The Warsaw Ghetto Uprising and the participation of right-wing Jewish Military Union (ZZW), whose members were adherents of the political philosophy of Irgun and Likud forebear Ze’ev Jabotinsky, was of special interest to Arens. His 2009 book Flags over the Warsaw Ghetto memorialized the ZZW fighters and their leader Pawel Frenkel. It disturbed him greatly that Mordechai Anielewicz and his left-wing Jewish Combat Organization (ZOB) fighters received all the credit for Jewish resistance to the Nazis in the Warsaw Ghetto.
In 2012, Arens was in Warsaw for a ceremony in which a plaque for Frenkel and those who fought with him was placed in what is now known as Pawel Frenkel Square in the former ghetto area. The ceremony was attended by the mayor of Warsaw, representatives of the Polish government, Israel’s education minister and its ambassador to Poland.
Before that, in 2008, an intersection in Herzliya was named for Frenkel at a ceremony attended by some 200 people including Arens, Benjamin Netanyahu, Uzi Landau, Danny Danon and veterans of the Irgun and Stern Gang (Lehi) pre-state underground movements.
Arens lectured and wrote about giving Arab citizens a sense of belonging by treating them with dignity and respect, and integrating them into mainstream Israeli society. While not as successful in that endeavor as he was with memorializing Frenkel, he persevered.
In a February 2018 article, Arens compared the separation barrier in Arab east Jerusalem with the infamous Berlin Wall, writing that for 50 years, east Jerusalem’s residential areas had suffered criminal neglect.

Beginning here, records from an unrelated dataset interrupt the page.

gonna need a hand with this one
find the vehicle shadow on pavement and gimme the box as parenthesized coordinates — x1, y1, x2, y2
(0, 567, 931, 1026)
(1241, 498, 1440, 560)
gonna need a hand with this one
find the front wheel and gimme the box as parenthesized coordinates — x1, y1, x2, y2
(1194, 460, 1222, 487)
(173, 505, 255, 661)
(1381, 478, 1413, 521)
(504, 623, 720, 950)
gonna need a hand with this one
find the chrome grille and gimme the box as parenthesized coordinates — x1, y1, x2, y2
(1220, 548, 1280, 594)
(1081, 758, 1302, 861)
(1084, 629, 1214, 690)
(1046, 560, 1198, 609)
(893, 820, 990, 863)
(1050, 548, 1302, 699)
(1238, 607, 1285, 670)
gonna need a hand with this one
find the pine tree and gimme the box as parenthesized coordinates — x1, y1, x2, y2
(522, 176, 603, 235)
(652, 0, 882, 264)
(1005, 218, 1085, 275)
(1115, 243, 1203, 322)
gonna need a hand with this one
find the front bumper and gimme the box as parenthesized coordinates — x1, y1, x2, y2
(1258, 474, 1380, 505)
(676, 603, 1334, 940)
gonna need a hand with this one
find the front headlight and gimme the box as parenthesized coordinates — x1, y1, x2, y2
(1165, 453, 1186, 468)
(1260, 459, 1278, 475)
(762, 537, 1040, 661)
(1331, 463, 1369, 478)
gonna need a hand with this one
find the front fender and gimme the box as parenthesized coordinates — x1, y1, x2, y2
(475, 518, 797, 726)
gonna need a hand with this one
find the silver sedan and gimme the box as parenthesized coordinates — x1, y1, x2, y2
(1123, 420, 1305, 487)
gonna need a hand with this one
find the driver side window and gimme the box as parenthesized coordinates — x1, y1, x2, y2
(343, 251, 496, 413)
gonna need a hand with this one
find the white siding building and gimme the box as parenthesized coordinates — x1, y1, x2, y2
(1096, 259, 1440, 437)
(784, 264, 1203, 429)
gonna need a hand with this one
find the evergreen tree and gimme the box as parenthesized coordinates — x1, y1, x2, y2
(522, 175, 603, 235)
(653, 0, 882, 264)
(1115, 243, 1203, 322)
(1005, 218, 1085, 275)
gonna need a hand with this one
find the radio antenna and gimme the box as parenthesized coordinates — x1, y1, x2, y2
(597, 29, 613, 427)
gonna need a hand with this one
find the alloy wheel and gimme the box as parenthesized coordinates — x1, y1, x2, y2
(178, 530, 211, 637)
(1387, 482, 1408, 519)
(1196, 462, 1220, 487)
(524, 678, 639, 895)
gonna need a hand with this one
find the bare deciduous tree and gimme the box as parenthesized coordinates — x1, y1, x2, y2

The widespread esteem in which he was held as a scientist, engineer, politician, statesman, writer, chairman of the board of governors of Ariel University, and above all, as a gentleman, was evident in the flood of eulogies on Facebook and Twitter from people who had been with him at different stages of his life. Even those who did not share his political views wrote and spoke of him with admiration and affection.
Netanyahu and President Reuven Rivlin called Arens by his nickname Mischa. Netanyahu referred to Arens as his teacher and guide.
“He knew my father, who was at [Arens’s] wedding with his dear wife, Muriel. Since then, there have been deep ties between our families,” Netanyahu said. “I saw Mischa do wonderful things to fortify the State of Israel, as our ambassador to Washington, as foreign minister, as Knesset Foreign Affairs and Security Committee chairman and as defense minister, time after time.
“In recent years, he was dedicated… to documenting the full story of the Warsaw Ghetto Uprising, in which people of Betar played a central role.”
Netanyahu said that when he visited Arens several weeks ago, he was clear-minded and sharp.
“There was no greater patriot than he. The great contribution of Moshe Arens to our nation and our state will forever be remembered,” Netanyahu said.
Rivlin described Arens as one of the most important leaders of the Herut movement, and as a man of honor who never flinched from a fight.
“Mischa was one of the most important ministers of defense the State of Israel ever had,” said Rivlin. “He was not a commander or a general, but a devoted man of learning who toiled day and night for the security of Israel and its citizens.”
Rivlin explained how Arens worked in key positions to ensure Israel’s development and success – as a member of the Irgun, as a scientist, engineer, statesman, ambassador and as a manager of the most important industries for Israel’s security.
“Mischa was a man of maturity, determination and unbounded love for our country,” the president said.
Jewish Agency Chairman Isaac Herzog said, “Despite our differences, there was always mutual respect between us.”
“From his youth in the United States, to his time as a student of Jabotinsky, up to his final days writing for Haaretz, Moshe always fought for Israel’s security and Eretz Israel, and for our democracy and minorities. May his memory be a blessing.”